Over the years, police departments around the country have grappled with how to use Tasers, which despite gaining “less lethal” branding are still a risk for causing cardiac arrest in a person being shocked with one, according to studies of the devices.

Commissioners on Tuesday asked LAPD’s inspector general to study how the department has been using Tasers over the years. Inspector General Mark Smith said there had been no recent study of the devices.

“It has been a number of years,” he told the commission. “In my opinion it certainly is ripe for a deeper look.”

Sounding unconvinced that a technology update would solve the problem, Commissioner Dale Bonner said he wanted to look at other issues with LAPD’s Taser policy that may have led to Anderson’s death.

Bonner compared the encounter with Anderson to one a few days later between Memphis police and 29-year-old Tyre Nichols, whose family says he was savagely beaten during a traffic stop, then died in a hospital.

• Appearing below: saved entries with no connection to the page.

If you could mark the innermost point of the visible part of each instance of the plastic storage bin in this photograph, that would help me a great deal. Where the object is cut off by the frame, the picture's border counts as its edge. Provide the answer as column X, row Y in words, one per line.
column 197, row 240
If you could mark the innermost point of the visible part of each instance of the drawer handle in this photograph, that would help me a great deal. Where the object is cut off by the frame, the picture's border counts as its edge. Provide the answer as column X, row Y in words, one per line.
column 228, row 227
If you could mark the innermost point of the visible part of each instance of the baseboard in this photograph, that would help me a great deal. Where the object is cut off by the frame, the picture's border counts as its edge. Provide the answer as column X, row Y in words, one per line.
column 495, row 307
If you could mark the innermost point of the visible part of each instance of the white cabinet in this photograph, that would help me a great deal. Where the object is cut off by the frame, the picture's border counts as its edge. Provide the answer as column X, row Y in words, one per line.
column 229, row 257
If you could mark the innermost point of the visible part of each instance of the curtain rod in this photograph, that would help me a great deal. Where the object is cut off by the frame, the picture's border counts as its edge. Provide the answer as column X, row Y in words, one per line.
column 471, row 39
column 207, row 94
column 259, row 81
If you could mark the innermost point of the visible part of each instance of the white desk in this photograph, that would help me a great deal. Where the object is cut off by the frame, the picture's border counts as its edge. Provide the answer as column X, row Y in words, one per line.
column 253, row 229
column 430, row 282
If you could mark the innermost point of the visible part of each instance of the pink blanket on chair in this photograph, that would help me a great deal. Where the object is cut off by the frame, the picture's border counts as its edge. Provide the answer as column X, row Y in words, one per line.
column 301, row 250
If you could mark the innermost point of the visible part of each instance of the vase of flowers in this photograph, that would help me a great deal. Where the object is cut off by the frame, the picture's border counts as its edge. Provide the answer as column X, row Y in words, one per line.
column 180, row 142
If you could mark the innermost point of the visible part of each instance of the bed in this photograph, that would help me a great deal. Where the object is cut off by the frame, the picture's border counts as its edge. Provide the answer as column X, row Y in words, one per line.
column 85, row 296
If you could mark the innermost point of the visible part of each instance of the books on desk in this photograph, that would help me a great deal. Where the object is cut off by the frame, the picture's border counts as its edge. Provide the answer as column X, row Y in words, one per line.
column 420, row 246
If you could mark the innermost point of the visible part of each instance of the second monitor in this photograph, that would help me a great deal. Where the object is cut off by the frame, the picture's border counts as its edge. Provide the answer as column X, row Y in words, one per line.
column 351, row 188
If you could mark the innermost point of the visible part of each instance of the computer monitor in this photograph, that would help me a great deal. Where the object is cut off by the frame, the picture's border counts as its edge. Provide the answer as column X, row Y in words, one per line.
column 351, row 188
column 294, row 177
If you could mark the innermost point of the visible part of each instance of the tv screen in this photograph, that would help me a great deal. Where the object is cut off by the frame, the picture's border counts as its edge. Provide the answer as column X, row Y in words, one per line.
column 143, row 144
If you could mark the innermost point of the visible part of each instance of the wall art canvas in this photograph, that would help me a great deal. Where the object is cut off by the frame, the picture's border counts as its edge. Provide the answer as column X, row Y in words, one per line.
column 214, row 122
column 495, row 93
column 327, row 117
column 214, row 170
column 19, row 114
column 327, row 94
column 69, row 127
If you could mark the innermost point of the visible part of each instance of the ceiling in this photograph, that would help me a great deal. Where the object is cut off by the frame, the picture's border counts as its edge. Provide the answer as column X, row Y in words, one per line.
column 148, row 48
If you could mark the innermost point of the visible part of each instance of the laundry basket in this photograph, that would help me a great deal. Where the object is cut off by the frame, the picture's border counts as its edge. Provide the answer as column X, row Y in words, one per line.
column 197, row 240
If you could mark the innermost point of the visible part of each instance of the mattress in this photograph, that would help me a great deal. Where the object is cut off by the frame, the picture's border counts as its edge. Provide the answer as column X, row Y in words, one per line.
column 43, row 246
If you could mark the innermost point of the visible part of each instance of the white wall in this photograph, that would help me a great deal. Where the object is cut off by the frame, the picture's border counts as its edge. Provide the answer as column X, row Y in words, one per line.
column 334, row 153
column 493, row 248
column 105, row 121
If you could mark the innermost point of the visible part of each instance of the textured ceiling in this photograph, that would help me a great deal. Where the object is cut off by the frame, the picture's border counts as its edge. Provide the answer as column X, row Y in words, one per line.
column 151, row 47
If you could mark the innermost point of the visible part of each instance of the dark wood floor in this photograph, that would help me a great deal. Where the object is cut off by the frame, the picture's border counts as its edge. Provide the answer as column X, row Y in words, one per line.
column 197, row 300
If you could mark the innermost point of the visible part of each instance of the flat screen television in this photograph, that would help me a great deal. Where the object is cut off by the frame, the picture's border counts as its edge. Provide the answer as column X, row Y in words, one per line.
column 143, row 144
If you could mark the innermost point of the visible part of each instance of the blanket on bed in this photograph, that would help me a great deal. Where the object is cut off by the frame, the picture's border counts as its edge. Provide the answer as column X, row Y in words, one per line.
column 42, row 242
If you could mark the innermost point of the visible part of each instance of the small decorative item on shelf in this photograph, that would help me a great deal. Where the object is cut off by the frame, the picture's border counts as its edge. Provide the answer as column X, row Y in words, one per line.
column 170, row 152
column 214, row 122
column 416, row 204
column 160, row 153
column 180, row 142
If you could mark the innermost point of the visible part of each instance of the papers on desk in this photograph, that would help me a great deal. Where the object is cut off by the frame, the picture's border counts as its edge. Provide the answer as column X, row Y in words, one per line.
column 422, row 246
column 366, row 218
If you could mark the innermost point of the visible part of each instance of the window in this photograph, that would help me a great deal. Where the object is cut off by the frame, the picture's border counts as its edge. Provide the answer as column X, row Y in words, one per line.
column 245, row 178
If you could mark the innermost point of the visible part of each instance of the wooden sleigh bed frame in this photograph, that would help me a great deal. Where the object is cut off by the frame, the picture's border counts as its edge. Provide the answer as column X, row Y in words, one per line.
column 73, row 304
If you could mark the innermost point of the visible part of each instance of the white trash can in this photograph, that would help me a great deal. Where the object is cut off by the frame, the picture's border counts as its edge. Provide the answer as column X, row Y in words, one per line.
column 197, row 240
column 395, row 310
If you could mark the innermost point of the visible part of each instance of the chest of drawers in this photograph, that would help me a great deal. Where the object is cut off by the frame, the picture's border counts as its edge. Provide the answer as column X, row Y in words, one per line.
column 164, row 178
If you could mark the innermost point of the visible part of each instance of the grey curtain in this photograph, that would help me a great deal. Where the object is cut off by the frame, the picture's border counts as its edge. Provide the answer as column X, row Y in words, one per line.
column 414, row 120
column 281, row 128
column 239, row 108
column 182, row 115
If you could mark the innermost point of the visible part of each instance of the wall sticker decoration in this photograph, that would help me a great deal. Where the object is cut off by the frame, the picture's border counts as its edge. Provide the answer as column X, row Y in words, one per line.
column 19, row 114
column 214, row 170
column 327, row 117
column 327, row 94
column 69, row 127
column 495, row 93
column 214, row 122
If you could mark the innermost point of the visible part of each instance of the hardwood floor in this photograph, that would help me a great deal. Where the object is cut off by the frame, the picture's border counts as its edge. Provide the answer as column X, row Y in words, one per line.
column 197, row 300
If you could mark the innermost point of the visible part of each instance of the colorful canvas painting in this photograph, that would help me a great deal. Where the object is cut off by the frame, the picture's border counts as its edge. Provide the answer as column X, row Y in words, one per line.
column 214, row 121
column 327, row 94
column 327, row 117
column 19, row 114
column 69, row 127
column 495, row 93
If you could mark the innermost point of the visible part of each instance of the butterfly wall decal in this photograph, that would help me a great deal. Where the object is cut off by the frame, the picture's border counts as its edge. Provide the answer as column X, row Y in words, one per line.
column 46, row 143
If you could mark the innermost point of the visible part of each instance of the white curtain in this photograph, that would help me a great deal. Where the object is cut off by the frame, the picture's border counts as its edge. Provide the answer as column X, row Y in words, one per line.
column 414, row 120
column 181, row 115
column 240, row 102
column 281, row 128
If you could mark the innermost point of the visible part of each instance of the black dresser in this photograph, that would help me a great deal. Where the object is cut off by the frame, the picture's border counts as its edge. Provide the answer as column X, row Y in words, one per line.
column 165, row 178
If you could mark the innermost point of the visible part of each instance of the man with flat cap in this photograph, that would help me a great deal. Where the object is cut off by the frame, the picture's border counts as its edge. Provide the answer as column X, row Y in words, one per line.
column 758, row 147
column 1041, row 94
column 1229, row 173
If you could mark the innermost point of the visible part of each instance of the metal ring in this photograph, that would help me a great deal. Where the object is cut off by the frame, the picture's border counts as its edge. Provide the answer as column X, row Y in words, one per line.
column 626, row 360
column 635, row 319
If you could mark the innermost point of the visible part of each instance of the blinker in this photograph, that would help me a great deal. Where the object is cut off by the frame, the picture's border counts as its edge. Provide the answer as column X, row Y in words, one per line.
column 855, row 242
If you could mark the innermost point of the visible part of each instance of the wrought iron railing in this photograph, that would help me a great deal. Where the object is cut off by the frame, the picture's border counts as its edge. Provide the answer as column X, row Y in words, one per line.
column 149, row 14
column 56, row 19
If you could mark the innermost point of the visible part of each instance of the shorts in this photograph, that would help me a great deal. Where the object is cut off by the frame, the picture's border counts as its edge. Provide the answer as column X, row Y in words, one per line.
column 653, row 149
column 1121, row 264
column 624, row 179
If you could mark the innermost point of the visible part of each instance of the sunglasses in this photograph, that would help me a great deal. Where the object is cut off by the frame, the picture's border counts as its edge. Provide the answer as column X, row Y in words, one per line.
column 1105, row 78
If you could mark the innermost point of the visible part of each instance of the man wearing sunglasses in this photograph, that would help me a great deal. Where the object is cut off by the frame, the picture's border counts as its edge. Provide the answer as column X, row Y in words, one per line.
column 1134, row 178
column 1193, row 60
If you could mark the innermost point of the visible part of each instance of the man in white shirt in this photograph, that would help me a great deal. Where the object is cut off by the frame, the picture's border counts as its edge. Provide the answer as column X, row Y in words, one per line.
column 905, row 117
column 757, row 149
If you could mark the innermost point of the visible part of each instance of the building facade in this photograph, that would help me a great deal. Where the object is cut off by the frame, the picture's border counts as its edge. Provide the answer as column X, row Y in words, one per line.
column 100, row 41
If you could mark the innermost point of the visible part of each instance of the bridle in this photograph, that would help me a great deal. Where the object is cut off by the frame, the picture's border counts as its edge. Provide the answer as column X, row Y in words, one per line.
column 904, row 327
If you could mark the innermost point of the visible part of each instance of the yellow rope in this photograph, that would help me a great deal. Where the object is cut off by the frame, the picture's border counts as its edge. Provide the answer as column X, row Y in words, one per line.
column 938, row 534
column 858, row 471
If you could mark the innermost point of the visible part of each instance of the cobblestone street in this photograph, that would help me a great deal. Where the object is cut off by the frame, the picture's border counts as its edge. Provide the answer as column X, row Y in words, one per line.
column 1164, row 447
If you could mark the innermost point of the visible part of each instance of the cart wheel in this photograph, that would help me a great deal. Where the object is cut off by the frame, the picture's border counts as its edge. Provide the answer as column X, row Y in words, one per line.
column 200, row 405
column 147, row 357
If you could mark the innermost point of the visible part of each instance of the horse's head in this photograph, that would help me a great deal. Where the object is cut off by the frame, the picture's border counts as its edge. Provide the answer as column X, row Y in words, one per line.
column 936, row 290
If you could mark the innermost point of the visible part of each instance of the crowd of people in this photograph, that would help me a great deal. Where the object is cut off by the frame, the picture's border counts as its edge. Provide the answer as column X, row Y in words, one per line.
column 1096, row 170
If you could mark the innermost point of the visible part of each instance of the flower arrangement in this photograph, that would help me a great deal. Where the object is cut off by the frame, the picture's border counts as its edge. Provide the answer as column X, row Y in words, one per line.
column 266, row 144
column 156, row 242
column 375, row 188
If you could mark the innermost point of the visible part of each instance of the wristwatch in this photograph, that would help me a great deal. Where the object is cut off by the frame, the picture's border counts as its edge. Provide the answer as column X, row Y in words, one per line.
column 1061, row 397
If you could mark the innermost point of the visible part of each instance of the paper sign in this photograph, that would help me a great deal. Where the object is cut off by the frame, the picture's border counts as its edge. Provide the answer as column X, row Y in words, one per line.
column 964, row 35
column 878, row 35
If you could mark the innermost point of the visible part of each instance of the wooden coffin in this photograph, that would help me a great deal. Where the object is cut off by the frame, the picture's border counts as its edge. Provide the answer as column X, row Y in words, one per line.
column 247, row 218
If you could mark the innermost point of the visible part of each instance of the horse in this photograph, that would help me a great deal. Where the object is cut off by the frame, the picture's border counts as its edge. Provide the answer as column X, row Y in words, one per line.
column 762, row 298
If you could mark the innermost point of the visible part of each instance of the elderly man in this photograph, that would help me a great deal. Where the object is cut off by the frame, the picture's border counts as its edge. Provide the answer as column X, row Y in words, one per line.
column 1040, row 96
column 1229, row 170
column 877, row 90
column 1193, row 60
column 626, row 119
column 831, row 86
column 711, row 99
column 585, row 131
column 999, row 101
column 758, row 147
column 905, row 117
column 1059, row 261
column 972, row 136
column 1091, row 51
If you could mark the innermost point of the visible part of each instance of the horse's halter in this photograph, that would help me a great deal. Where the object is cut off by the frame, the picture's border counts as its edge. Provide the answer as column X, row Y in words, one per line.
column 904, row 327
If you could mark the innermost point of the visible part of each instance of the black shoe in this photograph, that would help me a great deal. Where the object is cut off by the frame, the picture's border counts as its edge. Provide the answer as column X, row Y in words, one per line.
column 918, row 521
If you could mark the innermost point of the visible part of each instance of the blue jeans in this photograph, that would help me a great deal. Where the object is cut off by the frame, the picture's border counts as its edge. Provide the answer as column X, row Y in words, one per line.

Bonner said he was concerned that no officer in the Memphis stop appeared to think they should intervene in the beating of Nichols. He asked LAPD to review its use of force policy again in light of the recent deaths.

“That young man was essentially beaten to death by the five police officers,” he said.

“In the case we’re talking about, multiple uses of the Taser to contain that or control that situation, I’m concerned about the human element,” he said. “The herd mentality, the pack mentality … you have groups of people engaged in a highly charged action that sometimes, that dynamic takes on a life of its own.”